Angelo Zaccone Teodosi

Si è tenuta questa mattina presso la “Sala della Lupa” della Camera dei Deputati una iniziativa di consultazione organizzata con modalità discretamente curiose, tra il “pubblico” e il “privato”, tra il seminario aperto e la riunione a porte chiuse.

Sono stati infatti convocati a Montecitorio dalla Presidentessa della Camera Laura Boldrini 39 esponenti dei “mondi” della scuola, delle imprese, dei “social network” e dei media tradizionali (vedi in calce l’elenco dell’eletta schiera), tutti selezionati con criteri che non sono stati illustrati (ma evidentemente con una volontà di ipotetica “rappresentatività” dei rispettivi “mondi”). Ammessa ai lavori una ventina di altre persone, tra osservatori e giornalisti.

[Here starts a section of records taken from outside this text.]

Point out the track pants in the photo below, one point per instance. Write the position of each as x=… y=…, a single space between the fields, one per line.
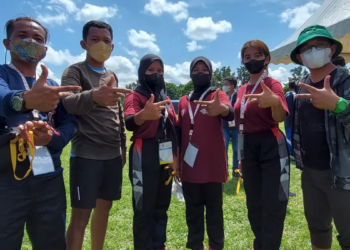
x=200 y=196
x=266 y=182
x=151 y=197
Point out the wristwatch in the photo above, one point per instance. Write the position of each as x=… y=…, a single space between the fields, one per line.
x=18 y=103
x=341 y=106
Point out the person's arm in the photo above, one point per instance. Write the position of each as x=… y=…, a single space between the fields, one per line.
x=228 y=115
x=344 y=117
x=122 y=126
x=65 y=125
x=6 y=95
x=131 y=107
x=78 y=103
x=280 y=111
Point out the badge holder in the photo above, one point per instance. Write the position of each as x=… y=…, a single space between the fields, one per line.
x=191 y=152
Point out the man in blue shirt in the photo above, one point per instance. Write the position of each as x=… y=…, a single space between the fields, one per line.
x=229 y=127
x=39 y=200
x=290 y=97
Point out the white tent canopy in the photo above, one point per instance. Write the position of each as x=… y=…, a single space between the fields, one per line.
x=335 y=15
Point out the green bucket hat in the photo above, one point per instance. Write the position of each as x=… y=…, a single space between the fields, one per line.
x=310 y=33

Ogni “tavolo di lavoro” è stato affidato al coordinamento di uno dei quattro esperti di fiducia della Presidente Boldrini: Walter Quattrociocchi, sociologo specializzato dell’Imt Alti Studi di Lucca  (“tavolo” dedicato a “scuola, università, ricerca”); David Puente, consulente già alla Casaleggio & Associati (tavolo “mondo digitale”); Michelangelo Coltelli, fondatore del blog “Butac – Bufale tanto al chilo” (tavolo “imprese”); Paolo Attivissimo, giornalista e noto “cacciatore di bufale” (tavolo “media”). Anche questi esperti selezionati dalla Boldrini – ci sembra di comprendere – “intuitu personae”, e non esattamente con un avviso pubblico.

Alla fine dei lavori, i quattro “rapporteur” debbono produrre una relazione che dovrà caratterizzarsi con “proposte concrete”, come da esplicita richiesta della Boldrini: un “documento sostanziale”.

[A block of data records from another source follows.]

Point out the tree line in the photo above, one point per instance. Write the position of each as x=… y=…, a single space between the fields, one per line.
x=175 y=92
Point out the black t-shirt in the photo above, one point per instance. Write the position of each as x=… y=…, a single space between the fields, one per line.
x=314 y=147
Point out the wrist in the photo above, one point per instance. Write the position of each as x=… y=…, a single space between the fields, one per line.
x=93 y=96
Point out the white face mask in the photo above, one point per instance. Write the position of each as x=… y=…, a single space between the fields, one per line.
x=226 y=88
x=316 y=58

La modalità coreografico-organizzativa dell’iniziativa ci ha ricordato sia l’ormai mitico stile della “Leopolda” renziana, sia la inutile consultazione “CambieRai”: anche su queste stesse colonne, abbiamo più volte manifestato perplessità su simili modalità che – alla fin fine – non brillano per pubblicità, trasparenza, e finanche efficacia del metodo di lavoro consultivo.

L’iniziativa odierna ha certamente confermato la sensibilità della Presidente Boldrini su queste tematiche (come abbiamo già segnalato anche su “Key4biz” del 9 e 14 febbraio scorso, in occasione del seminario promosso dall’Autorità per le Garanzie nelle Comunicazioni: “Hate speech e Fake news, Laura Boldrini attacca i social: ‘Da che parte sta Facebook?’ (prima parte)”, e “(seconda parte)”). Come è noto, la Presidente è stata tante volte oggetto di indegni insulti su web (anche nei giorni scorsi è stata divulgata una “fake” sulla defunta sorella della Boldrini).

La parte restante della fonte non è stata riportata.